Alla morte di Lucio Vetrugno, boss della Sacra Corona Unita, ucciso in un agguato lo scorso dicembre, i suoi beni sono stati sequestrati e nel fare l’inventario della cospicua eredità lasciata alla famiglia fatta di terreni, esercizi commerciali e massereie è stata trovata anche una tigre siberiana, imprigionata in una piccola gabbia costruita all’interno di una masseria di Monteroni (Lecce).
La tigre, un raro esempare di maschio siberiano di 16 anni, era lo status simbol del boss, ma quando è stata rivenuta aveva un aspetto molto dimess: è apparsa in precarie condizioni di salute e igieniche, magra e provata dall’angusto spazio in cui era rinchiusa.
All’arrivo degli uomini del Servizio Cites nazionale del Corpo Forestale dello Stato per effettuare il trasferimento della tigre dalla masseria ad una più adeguata struttura zoologica, la famiglia Vetrugno ha cercato invano di opporre resistenza, finchè gli agenti e il personale veterinario non hanno caricato, senza sedarlo, l’animale sul mezzo che l’ha condotta al Centro di recupero per animali esotici di Semproniano (Grosseto).

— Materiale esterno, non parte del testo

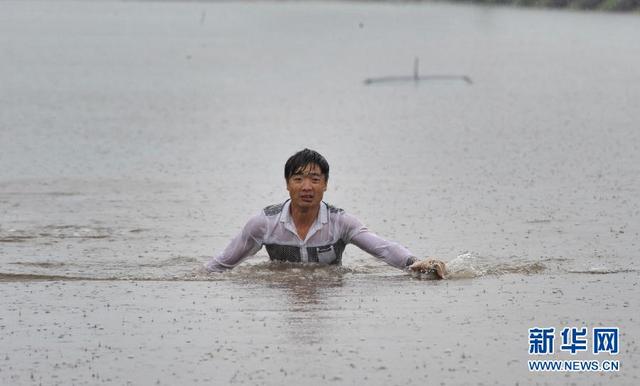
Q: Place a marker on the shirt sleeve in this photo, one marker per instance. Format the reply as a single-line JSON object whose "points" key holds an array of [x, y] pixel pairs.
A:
{"points": [[390, 252], [245, 244]]}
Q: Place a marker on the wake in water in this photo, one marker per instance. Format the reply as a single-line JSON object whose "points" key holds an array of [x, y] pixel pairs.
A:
{"points": [[183, 268]]}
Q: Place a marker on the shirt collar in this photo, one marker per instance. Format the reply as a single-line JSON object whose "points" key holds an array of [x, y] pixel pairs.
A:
{"points": [[323, 215]]}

Il boss Vetrugno, detto “Lucio la tigre”, che deteneva il grande felino sprovvisto delle regolari autorizzazioni e in condizioni inconcepibili per un animale come la tigre, è solo uno dei tanti episodi legati agli ambienti malavitosi che evidenzia come gli animali, siano essi cani o tigri, vengano spesso esibiti come trofeo o come simbolo di potenza.